Veneto, Transition 4.0 and 5.0 drive productivity, competitiveness and employment
Fòrema report: 71.5 per cent of companies have invested in capital goods, digital and green technologies, but now we need regulatory certainty and planning
Transition 4.0 and 5.0 have generated investments that have boosted productivity, competitiveness and employment in Veneto, but now uncertainty risks acting as a brake.

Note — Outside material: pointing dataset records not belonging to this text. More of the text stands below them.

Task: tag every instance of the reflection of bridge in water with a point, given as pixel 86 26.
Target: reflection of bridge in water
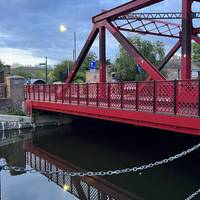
pixel 86 188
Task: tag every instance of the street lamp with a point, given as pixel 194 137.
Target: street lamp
pixel 46 70
pixel 63 29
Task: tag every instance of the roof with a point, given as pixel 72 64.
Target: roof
pixel 35 81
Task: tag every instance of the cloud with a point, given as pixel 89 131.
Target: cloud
pixel 25 57
pixel 32 25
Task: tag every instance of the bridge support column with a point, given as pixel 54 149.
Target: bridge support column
pixel 102 54
pixel 186 39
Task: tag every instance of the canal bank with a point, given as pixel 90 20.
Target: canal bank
pixel 13 122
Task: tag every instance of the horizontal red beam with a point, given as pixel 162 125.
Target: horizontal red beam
pixel 196 39
pixel 124 9
pixel 134 53
pixel 148 33
pixel 182 124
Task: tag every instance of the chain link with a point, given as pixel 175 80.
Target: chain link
pixel 194 195
pixel 104 173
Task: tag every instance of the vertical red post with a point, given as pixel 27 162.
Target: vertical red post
pixel 122 95
pixel 87 98
pixel 39 92
pixel 78 95
pixel 70 93
pixel 34 92
pixel 102 54
pixel 49 93
pixel 43 92
pixel 186 39
pixel 62 93
pixel 97 87
pixel 29 92
pixel 55 92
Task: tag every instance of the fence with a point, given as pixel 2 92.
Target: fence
pixel 179 97
pixel 2 91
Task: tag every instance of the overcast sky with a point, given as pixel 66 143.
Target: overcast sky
pixel 30 28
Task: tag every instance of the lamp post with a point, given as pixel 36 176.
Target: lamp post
pixel 64 29
pixel 46 70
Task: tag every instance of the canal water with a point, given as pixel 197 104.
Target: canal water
pixel 90 145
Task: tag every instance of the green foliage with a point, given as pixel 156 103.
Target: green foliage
pixel 81 75
pixel 61 70
pixel 1 65
pixel 23 73
pixel 12 110
pixel 195 52
pixel 126 67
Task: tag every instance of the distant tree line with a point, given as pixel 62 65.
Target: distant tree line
pixel 124 67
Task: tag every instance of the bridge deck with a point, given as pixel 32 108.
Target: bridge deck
pixel 169 105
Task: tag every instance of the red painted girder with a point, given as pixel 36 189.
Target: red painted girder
pixel 83 54
pixel 148 33
pixel 196 30
pixel 151 27
pixel 167 57
pixel 196 39
pixel 182 124
pixel 124 9
pixel 186 39
pixel 102 54
pixel 133 52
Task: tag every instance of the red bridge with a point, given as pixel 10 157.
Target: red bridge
pixel 156 102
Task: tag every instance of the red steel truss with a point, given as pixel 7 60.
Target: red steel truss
pixel 123 18
pixel 170 105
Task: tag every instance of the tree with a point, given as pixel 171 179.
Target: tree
pixel 126 68
pixel 1 66
pixel 61 70
pixel 195 52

This was revealed by a survey by Fòrema, a training company of Confindustria Veneto Est, conducted on a representative sample of 1,000 companies in Veneto (three quarters from the provinces of Padua, Treviso, and Vicenza), 76% of which are manufacturing (32% engineering), mostly SMEs (75% between 10 and 249 employees), with an annual turnover between 2 and 50 million euros for 69.5% (over 50 million for 22.5%). In essence, the plans have had a positive impact on the digital and energy transformation of Veneto companies, but uncertainty over the new 5.0 plan is blocking investment.
The impact
In Veneto, 71.5% of companies have made investments in 4.0 and 5.0 plans, with an acceleration in the 2022-2025 period: this has resulted in a boost to productivity and employment, which has increased by +12.8% in four years, making 88.6% of companies more or much more competitive. But full effectiveness - the report points out - depends on a non-negotiable condition: simplicity, certainty of rules and a multi-year horizon.
The results show, first of all, a very high level of utilisation of the 4.0 (introduced by the Budget Law 2020) and 5.0 plans to support the digital and green transformation of the production system: 71.5% of the companies have made technologically advanced tangible and intangible capital investments, R&D activities and personnel training, taking advantage of the tax credit. Most investments are concentrated in the period 2022-2025 (87% of active companies). The volume is between EUR 100,000 and EUR 1 million for 70.2% of the companies, and exceeds EUR 1 million for more than a fifth (21.8%).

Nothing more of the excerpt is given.